Tytuł wpisu w pamiętniku odchudzania:
WPIS KRÓCIUTKI I SZYBCIUTKI :)))


Siemanencjo, o Wielcy!!!
Ostatnio na Vitalii roi się od szybkich i krótkich wpisów, więc i ja postanowiłam nie zostawać w tyle i dzisiejszy wpis będzie mega krótki, dosłownie w telegramofonicznym skrócie. Otóż...
(Cytrynko, dalej nie musisz czytać, bo Ty tylko czytasz do "otóż")

W weekend mieliśmy gości: w sobotę moi rodzice: mama - Gosia, tata - Józio plus brat Wojtuś plus ciocia Renia z wujkiem Ryśkiem z Żagania. W niedzielę kolega Pafcia, Krzysiek (ma tak samo na imię jak mój ekspress do kawy!) z żoną Dorotką i synkami: 4-letnim Janem i 2-letnim Tadeuszem.

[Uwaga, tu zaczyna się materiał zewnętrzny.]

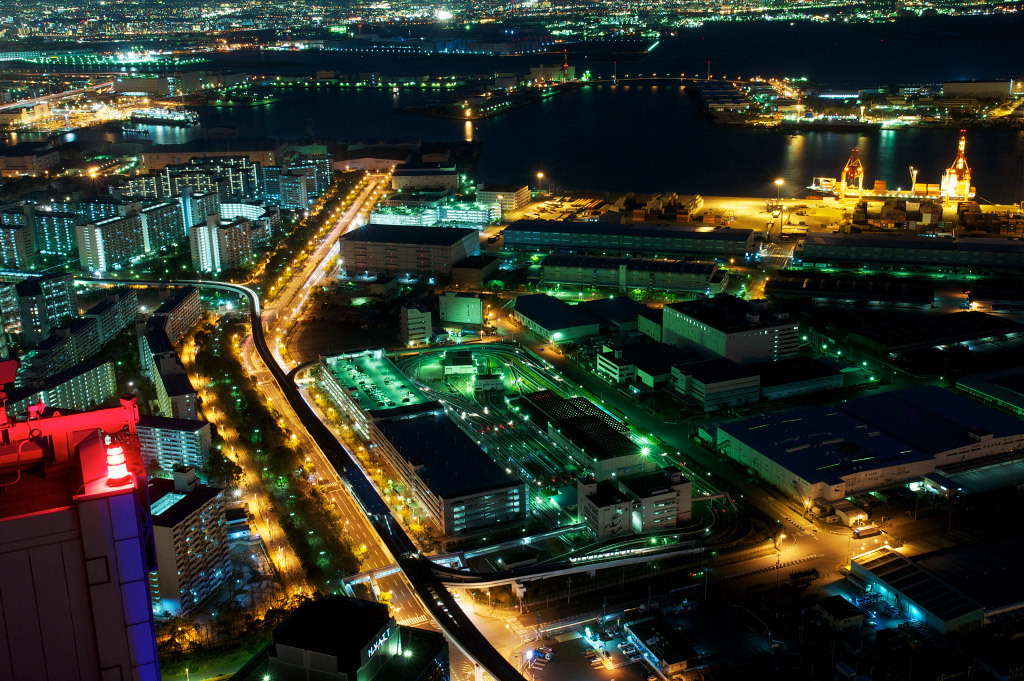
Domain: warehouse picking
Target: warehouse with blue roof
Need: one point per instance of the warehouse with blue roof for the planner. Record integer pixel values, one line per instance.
(824, 454)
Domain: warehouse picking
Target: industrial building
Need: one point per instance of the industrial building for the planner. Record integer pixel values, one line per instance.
(384, 249)
(509, 197)
(631, 273)
(635, 504)
(461, 308)
(732, 328)
(190, 540)
(337, 637)
(823, 454)
(425, 176)
(554, 320)
(459, 486)
(916, 592)
(601, 443)
(656, 241)
(897, 252)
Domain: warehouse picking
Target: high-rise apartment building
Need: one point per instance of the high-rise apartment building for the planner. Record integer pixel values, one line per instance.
(190, 540)
(111, 243)
(217, 246)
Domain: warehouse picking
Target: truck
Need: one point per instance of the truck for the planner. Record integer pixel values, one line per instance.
(864, 531)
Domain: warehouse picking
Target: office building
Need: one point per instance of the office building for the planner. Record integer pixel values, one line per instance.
(110, 244)
(179, 312)
(474, 271)
(43, 304)
(823, 454)
(17, 247)
(218, 246)
(415, 325)
(87, 384)
(554, 320)
(413, 176)
(189, 536)
(170, 442)
(458, 485)
(509, 197)
(77, 544)
(738, 330)
(635, 504)
(335, 638)
(461, 308)
(654, 241)
(384, 249)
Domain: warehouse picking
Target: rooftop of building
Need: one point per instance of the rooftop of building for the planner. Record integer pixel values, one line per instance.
(988, 573)
(335, 626)
(698, 267)
(916, 584)
(663, 641)
(168, 423)
(930, 243)
(839, 607)
(932, 419)
(637, 229)
(645, 485)
(476, 262)
(793, 370)
(169, 507)
(399, 233)
(615, 310)
(849, 288)
(553, 313)
(821, 443)
(931, 331)
(448, 461)
(177, 297)
(730, 313)
(606, 494)
(717, 371)
(373, 381)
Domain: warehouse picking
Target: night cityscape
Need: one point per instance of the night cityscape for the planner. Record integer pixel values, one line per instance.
(511, 340)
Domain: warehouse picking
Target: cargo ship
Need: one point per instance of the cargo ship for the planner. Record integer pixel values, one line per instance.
(180, 118)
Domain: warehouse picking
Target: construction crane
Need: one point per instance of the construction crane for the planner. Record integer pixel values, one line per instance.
(956, 180)
(853, 173)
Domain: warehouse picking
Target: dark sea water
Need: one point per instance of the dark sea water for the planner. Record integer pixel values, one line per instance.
(640, 138)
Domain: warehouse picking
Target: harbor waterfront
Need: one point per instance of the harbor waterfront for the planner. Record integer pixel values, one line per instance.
(638, 137)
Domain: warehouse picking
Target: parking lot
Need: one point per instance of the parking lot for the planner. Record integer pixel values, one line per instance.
(570, 662)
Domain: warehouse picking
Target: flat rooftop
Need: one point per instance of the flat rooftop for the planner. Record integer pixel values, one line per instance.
(448, 461)
(938, 330)
(822, 443)
(373, 381)
(730, 314)
(918, 584)
(398, 233)
(553, 313)
(696, 267)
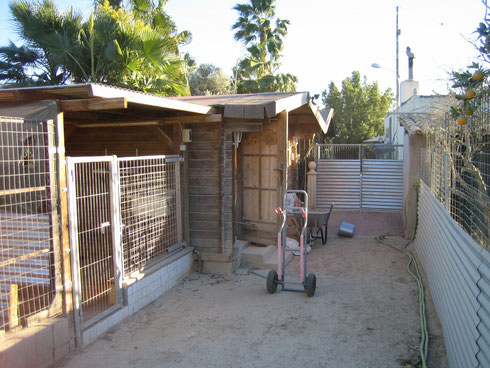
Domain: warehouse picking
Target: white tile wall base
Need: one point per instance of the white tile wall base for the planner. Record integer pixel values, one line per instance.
(142, 292)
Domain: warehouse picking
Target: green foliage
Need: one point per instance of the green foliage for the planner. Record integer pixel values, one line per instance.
(359, 108)
(208, 79)
(471, 85)
(262, 34)
(132, 44)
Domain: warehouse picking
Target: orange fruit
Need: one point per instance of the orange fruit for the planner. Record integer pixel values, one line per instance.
(462, 120)
(478, 76)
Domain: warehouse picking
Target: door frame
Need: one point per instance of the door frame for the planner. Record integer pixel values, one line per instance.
(79, 324)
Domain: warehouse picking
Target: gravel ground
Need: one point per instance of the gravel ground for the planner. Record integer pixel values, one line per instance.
(364, 314)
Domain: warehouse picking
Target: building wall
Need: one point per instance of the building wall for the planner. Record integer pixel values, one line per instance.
(458, 272)
(120, 141)
(38, 346)
(226, 224)
(140, 292)
(204, 175)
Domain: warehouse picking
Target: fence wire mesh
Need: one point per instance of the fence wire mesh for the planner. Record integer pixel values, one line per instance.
(27, 200)
(94, 236)
(456, 167)
(149, 213)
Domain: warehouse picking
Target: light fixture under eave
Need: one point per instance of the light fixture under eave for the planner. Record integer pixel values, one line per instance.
(237, 138)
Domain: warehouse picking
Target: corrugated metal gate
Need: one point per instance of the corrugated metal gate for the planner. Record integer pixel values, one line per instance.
(360, 177)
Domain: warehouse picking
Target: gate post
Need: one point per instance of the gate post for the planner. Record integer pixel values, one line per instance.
(311, 188)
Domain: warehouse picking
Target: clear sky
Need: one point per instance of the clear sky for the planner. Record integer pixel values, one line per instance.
(328, 39)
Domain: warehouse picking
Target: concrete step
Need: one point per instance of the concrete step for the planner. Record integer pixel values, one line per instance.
(254, 255)
(270, 261)
(262, 257)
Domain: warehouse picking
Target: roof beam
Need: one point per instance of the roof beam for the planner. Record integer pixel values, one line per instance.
(162, 136)
(194, 119)
(94, 104)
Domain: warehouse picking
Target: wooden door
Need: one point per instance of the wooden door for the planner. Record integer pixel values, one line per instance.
(263, 179)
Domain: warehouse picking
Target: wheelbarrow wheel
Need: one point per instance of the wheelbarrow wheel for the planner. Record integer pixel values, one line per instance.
(310, 285)
(272, 279)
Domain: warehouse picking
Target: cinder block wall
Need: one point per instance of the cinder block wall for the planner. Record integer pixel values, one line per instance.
(139, 293)
(38, 346)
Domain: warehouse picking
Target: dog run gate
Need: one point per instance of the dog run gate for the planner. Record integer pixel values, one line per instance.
(367, 177)
(124, 214)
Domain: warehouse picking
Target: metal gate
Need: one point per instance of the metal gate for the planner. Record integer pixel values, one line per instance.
(30, 263)
(125, 215)
(360, 177)
(94, 236)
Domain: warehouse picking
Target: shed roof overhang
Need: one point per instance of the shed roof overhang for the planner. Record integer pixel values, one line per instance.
(258, 106)
(100, 104)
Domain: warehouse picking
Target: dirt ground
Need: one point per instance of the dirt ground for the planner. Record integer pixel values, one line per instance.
(364, 314)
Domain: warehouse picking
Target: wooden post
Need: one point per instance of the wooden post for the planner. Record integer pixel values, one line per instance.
(13, 306)
(311, 189)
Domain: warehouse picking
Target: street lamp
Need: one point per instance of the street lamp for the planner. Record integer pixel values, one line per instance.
(377, 66)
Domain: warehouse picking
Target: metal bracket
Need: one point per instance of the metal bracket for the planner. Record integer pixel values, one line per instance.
(175, 159)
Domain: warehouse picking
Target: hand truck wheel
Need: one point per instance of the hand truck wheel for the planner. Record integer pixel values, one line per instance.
(272, 279)
(310, 285)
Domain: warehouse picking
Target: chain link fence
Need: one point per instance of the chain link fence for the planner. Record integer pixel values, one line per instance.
(456, 167)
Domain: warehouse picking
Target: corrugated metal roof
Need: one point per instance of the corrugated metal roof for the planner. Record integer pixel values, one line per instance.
(413, 123)
(253, 105)
(458, 273)
(93, 90)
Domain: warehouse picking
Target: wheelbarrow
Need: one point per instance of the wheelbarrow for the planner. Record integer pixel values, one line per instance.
(307, 283)
(317, 224)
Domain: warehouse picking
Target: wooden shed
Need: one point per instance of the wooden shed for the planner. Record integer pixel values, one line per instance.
(240, 167)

A zatem dlatego więc nic tu nie pisałam. Ale widzę, że i tak mało wpisów było porobionych. Matka Chrzestna zagościła już na Vitce na dobre, już nigdzie nie będzie wyjeżdżać, to i może więcej wpisów będzie. 

Wczoraj to było tak, że próbowałam Was czytać i komentować, ale necik ciągle się zawieszał i się wyłączał. I musiałam od nowa i od nowa... A to wszystko trwało....Aż się zesrało i się nie udało

A dzisiaj necik śmiga jak ta lala, ale jeszcze nie powiem Wam, dlaczego. Powiem Wam później.

Jej Maleńkość śpi swoją pośniadanną drzemką, Księżniczka Burmuszka vel Kanapowiec Smrodliwy też śpi.  A czemu Kanapowiec Smrodliwy? Ano temu, iż Juleczka caaaały dzień leży na kanapie przed tv i wali niezłe bączysławy  Oczywiście jak ją o coś poproszę, to wykona to, uprzednio wydawszy z siebie nieartykułowane dźwięki typu: aaaaaaa.....oooooo łaaaaa....zaraz...oj maaaamooooo.......eeeechhhhh.....yyyyyyy......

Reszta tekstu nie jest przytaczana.